Menurutnya, dalam pengerukan saluran di Jalan Mampang Prapatan Raya tersebut dikerahkan lima personel Pasukan dengan kelengkapan kerja secara manual.
"Mudah-mudahan akhir pekan sudah selesai. Semoga saluran bisa terus berfungsi dengan baik agar air tidak meluap lagi ke jalan saat hujan deras turun. Mudah-mudahan akhir pekan ini selesai," ungkapnya.

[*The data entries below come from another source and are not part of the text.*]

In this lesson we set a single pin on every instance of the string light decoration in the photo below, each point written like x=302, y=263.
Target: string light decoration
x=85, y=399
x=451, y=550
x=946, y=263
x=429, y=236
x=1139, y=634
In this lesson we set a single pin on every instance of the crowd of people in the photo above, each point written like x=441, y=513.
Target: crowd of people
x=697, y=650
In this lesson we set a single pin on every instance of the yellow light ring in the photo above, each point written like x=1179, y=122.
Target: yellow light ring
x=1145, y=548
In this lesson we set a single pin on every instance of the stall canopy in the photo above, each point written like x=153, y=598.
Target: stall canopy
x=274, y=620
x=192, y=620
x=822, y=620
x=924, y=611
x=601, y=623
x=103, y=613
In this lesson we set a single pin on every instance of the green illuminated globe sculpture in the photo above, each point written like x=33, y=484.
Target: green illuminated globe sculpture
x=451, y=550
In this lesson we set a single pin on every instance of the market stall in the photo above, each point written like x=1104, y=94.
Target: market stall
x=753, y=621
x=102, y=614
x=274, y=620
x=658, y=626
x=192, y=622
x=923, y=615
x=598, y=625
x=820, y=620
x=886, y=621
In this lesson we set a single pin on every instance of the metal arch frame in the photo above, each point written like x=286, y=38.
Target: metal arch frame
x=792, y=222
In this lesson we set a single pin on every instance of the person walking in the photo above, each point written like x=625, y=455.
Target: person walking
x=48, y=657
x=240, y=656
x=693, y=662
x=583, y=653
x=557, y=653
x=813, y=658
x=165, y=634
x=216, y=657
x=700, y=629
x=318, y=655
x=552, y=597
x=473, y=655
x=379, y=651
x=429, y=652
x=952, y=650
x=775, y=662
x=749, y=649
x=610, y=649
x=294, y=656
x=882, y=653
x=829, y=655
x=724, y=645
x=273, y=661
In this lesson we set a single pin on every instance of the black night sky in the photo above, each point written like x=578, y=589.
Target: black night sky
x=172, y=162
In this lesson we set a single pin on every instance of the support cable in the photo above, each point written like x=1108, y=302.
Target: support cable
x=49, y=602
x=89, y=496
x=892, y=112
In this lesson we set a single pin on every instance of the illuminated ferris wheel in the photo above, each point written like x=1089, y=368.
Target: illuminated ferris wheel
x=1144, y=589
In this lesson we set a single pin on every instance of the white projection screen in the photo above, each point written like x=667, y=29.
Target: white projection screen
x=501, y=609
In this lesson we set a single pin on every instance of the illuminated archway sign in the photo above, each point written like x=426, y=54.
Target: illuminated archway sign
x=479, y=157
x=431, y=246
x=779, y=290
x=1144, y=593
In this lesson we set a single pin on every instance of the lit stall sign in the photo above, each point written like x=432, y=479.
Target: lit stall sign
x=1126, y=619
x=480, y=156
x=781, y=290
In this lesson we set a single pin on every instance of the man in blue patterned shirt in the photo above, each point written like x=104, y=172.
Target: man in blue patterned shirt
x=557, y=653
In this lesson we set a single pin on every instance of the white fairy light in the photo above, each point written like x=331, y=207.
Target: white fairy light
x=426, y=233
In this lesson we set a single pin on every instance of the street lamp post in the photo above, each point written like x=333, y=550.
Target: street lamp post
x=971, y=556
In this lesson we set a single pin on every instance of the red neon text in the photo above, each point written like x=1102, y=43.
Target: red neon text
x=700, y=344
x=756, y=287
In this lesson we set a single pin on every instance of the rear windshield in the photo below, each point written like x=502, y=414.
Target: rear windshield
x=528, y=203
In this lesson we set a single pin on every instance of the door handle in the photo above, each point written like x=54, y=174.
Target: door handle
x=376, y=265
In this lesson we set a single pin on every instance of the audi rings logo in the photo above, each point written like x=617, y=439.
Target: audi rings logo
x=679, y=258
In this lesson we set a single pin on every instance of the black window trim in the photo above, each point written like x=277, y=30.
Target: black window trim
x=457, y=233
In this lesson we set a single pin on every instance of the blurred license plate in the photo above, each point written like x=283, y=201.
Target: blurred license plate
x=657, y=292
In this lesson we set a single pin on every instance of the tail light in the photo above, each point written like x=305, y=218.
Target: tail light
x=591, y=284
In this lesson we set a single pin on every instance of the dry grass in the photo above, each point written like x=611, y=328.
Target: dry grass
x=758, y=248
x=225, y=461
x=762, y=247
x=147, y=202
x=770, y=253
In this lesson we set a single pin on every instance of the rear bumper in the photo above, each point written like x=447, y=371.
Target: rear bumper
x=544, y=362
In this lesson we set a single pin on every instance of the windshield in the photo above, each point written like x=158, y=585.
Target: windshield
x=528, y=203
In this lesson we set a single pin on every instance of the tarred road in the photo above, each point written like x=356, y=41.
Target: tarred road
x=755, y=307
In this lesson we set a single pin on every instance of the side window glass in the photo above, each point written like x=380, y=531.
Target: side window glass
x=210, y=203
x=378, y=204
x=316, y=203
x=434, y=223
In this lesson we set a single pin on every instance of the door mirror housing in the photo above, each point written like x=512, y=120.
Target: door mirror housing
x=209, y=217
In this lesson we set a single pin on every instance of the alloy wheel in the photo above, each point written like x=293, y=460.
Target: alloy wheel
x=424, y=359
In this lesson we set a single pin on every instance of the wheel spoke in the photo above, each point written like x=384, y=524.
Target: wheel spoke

Sementara itu, salah seorang warga setempat, Firdaus mengapresiasi jajaran Satpel SDA Kecamatan Mampang Prapatan dalam menangani penyumbatan saluran tersebut.
Ia menuturkan, saat hujan deras terakhir, air sempat meluap hingga ke jalan utama dan menyebabkan kemacetan akibat tingginya genangan.
"Kalau dilihat itu kondisi saluran di lokasi sangat semrawut. Petugas harus memotong akar dulu dan menyingkirkan kabel. Semoga mereka senantiasa diberikan kemudahan dalam mengerjakannya dan hasilnya efektif mencegah genangan," tandasnya.